The Ukrainian government sent a letter to Shell CEO Ben van Beurden on April 13 criticizing the move, saying “the idea that any company will continue to fund Putin’s military machine through an accounting ploy is deplorable.”
“This is a national shame for many governments and institutions that are financing these aggressions against us,” said Oleg Ustenko, an economic adviser to the Ukrainian president.
A Shell spokesman said “the company’s self-imposed restrictive measures go beyond all European Union measures in force today.”

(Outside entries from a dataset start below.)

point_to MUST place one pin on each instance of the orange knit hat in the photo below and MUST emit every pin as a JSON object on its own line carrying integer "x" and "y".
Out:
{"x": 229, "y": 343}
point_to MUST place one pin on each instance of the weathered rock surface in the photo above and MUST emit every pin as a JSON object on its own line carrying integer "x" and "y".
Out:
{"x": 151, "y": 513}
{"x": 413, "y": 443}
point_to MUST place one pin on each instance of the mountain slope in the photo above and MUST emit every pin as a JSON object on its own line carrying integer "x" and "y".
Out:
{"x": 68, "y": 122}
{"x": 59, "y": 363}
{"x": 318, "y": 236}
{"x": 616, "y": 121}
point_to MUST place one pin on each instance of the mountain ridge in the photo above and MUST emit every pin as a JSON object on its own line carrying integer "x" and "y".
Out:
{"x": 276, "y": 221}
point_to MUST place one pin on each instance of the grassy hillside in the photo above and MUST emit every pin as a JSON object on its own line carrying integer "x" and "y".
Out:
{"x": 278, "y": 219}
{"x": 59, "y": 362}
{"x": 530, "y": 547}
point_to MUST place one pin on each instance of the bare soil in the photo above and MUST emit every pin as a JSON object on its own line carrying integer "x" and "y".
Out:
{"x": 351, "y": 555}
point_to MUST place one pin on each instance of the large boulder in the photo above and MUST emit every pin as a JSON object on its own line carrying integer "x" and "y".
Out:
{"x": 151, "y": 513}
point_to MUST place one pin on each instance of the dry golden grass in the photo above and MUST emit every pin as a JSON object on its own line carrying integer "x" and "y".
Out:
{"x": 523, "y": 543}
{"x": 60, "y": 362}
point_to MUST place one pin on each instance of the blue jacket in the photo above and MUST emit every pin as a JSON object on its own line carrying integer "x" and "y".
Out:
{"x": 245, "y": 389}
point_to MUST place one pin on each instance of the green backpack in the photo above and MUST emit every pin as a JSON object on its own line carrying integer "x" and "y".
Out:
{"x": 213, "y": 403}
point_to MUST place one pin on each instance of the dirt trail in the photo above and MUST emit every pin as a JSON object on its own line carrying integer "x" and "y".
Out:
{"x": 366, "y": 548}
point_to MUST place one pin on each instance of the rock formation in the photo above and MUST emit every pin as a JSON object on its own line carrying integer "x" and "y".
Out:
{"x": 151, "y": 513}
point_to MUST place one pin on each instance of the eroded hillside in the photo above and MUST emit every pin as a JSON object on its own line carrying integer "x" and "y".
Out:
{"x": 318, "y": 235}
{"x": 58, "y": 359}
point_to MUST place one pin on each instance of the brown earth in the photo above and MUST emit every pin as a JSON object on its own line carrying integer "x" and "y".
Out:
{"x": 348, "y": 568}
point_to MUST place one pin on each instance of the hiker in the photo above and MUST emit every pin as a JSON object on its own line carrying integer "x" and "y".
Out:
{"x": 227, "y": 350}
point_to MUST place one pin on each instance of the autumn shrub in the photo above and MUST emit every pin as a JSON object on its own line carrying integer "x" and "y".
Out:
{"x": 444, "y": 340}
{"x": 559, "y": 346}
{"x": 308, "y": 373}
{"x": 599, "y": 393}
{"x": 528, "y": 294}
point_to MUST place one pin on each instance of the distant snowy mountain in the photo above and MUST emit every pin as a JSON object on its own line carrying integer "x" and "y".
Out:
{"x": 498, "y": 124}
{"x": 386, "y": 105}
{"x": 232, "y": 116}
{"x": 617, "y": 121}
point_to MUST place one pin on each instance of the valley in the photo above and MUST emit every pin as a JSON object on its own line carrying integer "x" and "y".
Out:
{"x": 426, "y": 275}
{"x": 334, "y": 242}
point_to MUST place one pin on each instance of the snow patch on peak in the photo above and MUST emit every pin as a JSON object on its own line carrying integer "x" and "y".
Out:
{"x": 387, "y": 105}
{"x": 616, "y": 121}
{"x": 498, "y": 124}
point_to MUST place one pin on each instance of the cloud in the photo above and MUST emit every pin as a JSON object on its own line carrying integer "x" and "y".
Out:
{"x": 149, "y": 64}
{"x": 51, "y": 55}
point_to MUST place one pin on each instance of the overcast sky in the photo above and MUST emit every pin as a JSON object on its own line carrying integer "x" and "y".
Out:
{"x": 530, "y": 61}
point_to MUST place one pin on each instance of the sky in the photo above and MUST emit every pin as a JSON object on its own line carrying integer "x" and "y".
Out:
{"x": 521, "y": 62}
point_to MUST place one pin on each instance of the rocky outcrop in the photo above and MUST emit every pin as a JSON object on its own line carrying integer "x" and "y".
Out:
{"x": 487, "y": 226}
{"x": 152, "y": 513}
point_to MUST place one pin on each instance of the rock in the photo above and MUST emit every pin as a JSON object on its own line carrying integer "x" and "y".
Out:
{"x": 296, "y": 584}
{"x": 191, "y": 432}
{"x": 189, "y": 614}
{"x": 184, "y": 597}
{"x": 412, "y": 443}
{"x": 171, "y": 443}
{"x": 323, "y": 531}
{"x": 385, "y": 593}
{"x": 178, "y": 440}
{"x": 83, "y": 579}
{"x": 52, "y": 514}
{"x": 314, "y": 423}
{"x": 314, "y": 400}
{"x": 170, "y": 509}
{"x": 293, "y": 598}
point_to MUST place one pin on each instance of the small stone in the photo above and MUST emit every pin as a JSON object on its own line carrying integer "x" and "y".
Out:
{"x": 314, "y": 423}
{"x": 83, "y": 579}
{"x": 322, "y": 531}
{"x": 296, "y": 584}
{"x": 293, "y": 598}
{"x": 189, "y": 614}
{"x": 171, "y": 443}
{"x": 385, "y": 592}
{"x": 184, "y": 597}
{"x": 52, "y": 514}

EU officials are drawing up a plan for a potential embargo, but time is still being considered due to the upcoming elections in France and the repulse of Germany. The embargo is likely to be implemented only over time. Some worry that traders are already figuring out ways to keep oil flowing.
“Even if we see an oil embargo from the EU, will they remember to sanction the tankers?” “More transfers from ship to ship offshore, that’s a reasonable expectation,” Mr Johnson said.
– Benoit Focon contributed to this article.